Growing Things and Other Stories – Paul Tremblay

A thrilling new collection from the award-winning author of A Head Full of Ghosts and The Cabin at the End of the World bringing his short stories to the UK for the first time. Unearth nineteen tales of suspense and literary horror, including a new story from the world of A Head Full of Ghosts, that offer a terrifying glimpse into Tremblay’s fantastically fertile imagination.

See a school class haunted by a life-changing video, the forces at work on four men fleeing the pawn shop they robbed at gunpoint, the meth addict kidnapping her daughter as the town is terrorized by a giant monster, or the woman facing all the ghosts who scare her most in a Choose Your Own Adventure.
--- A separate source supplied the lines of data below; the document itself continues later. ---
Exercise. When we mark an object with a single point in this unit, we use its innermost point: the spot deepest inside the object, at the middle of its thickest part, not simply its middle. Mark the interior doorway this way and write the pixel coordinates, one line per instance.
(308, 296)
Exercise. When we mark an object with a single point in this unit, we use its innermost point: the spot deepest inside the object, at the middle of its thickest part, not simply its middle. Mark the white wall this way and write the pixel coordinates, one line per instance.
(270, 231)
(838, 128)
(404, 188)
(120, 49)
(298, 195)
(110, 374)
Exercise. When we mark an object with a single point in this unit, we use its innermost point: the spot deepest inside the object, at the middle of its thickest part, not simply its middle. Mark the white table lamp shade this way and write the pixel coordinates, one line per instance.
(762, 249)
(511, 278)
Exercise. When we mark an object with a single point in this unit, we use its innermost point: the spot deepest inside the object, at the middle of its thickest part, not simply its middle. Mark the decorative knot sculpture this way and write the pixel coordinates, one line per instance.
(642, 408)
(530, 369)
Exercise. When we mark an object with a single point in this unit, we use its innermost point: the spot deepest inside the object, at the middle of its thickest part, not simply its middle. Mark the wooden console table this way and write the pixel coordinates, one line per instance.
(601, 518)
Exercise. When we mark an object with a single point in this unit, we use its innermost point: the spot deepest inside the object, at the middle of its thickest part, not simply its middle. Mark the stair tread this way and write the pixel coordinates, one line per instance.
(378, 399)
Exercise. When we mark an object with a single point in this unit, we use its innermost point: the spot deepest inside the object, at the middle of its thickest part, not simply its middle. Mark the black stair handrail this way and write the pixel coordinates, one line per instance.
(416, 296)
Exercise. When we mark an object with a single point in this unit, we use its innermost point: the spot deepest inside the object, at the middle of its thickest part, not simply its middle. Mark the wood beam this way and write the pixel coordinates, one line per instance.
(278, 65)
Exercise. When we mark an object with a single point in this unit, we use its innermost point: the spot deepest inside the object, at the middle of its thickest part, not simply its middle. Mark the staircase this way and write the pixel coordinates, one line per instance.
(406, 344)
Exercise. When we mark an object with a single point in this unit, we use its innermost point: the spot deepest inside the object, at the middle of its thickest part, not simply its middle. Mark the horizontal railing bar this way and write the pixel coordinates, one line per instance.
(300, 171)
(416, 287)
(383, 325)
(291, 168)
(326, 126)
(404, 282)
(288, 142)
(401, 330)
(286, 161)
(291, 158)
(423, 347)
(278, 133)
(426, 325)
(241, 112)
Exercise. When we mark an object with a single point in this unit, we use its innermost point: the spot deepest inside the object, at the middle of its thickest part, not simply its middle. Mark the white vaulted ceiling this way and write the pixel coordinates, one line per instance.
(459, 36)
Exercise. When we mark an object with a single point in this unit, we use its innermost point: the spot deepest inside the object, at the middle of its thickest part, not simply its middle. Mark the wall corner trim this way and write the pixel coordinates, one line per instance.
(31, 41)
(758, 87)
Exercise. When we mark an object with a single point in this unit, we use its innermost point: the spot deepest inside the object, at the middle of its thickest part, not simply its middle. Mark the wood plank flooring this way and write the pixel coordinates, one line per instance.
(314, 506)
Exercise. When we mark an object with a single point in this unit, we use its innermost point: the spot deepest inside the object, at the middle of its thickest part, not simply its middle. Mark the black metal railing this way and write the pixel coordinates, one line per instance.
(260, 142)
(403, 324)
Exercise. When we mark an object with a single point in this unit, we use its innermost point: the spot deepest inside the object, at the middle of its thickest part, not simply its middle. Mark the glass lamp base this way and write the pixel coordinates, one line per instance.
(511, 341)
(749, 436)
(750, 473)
Intricate, humane, ingenious and chilling, embrace the Growing Things.

Stories included:

Growing Things
Swim Wants to Know If It’s as Bad as Swim Thinks
Something About Birds
The Getaway
Nineteen Snapshots of Dennisport
Where We All Will Be
The Teacher
Notes for “The Barn in the Wild”
Our Town’s Monster
A Haunted House Is a Wheel upon Which Some Are Broken
It Won’t Go Away
Notes from the Dog Walkers
Further Questions for the Somnambulist
The Ice Tower
The Society of the Monsterhood
Her Red Right Hand
It’s Against the Law to Feed the Ducks
The Thirteenth Temple

While I did enjoy a few of this eclectic collection of horror tropes, this book ended up being way too boring and non-thrilling for someone who identifies as a Constant Reader.

“There’s a monster in the swamp. It eats cats and dogs; small, unwanted children, you know the type; and the occasional beautiful woman. Only rarely, so far, once a century, will it devour the angry torch-wielding villagers—your potential neighbors.”

There is quite a bit of re-imagining old stories, completed with the nostalgia of the movies like “The Thing” brought, a lot of satire and a lot of conceptual monsters like The Raw Shark Texts by Steven Hall

Rating this book is a challenge. If one rates it according to the quality of the prose, the richness of the narrative and the depth of the characters, the review is a lowly one start.

However, if one examines the book purely as a specimen of horror in the late 2010’s, this book has sort of an ugly charm, weak in dialogue and pretty aweful.